The most remote community in the continental United States lies deep within the Grand Canyon.  It has no cars, only ambulatory access (or helicopter), and is the only village in America in which mail is delivered by mule.  It’s also the gateway and namesake to the magnificent Havasu Creek canyon, carved out and sculpted by its mineral rich waters.  Besides its stunning blue-green water, the creek’s travertine creates stunning riff dams and flowstones to accent its ripples and waterfalls.  The water makes the gloriously grotesque waterfalls glisten in the sunlight. There may not be a more beautiful place in the world.

The Havasupai tribe opens up their homeland valley to adventurous visitors based on an awkward reservation system.  On the prescribed day, I called every five minutes on two different numbers in the hopes of securing my three days in their paradise.  Three days later, my persistent lottery efforts were rewarded when a tribesman finally answered my call and booked my stay four months later.

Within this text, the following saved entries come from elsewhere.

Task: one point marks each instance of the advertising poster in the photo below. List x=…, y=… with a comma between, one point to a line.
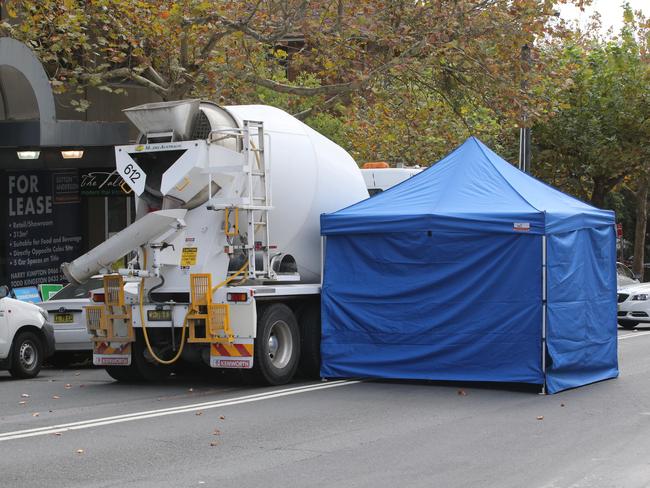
x=44, y=225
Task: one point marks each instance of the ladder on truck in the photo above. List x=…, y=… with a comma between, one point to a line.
x=251, y=210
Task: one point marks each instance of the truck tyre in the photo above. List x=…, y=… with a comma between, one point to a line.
x=27, y=355
x=277, y=346
x=140, y=369
x=310, y=332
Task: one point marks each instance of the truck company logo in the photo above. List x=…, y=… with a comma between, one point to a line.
x=233, y=363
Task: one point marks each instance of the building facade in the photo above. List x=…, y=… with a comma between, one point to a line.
x=60, y=195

On the appointed date, I drove 400 miles and hiked 9 miles down a steep switchback trail to the booming metropolis of Supai, the 208 person capital city of the Havasupai reservation.  Marring the hike down are frequent reminders of the dangers of the tribe’s rugged thoroughfare – dead equines memorializing the arduous journey.  Lame beasts of burden are shot and burned trailside to keep the smell down.  For that reason, I stepped carefully to avoid suffering the same consequence!

After paying for my reservation at the municipal office and buying an ice cream at the store, I backpacked another two miles to the isolated riparian campground.  It’s furnished with an ice cold spigot emerging from the canyon wall, port-a-potties flown in by chopper, and open camping with 300 of your closest “friends.”  It’s not luxurious or private,but this was my gorgeous base camp for three days.

After setting up camp, I basked in the natural pools to ease my tired legs and contemplated my good fortune.  Exploring upstream was the picturesque Havasu Falls and downstream the huge 200 foot Mooney Falls and the cascading Beaver Falls.  What makes these falls particularly unique are the ever-changing stalactite formations with its gorgeous blue green water pouring over the precipices’ lips.

In addition, there are many other falls and pools to add beauty, variety, and water fun to the canyon.  Beneath the powerful flow of each waterfall are inviting pools to tantalize the psyche and deadly undertows to haunt the soul.  It’s a magical place with a dark side.

Visitors have an irresistible urge to frolic in the enticing waters, myself included!  I took every opportunity to wade, jump, flip, swim, and lounge in the waters.  At the bottom of Mooney Falls, one of my hike mates barely escaped the sucking currents of the powerful water.  Two weeks later, another hiker wasn’t so fortunate.  Whether it is burnt donkeys or tragic drownings, Havasupai must be respected as much as it is appreciated.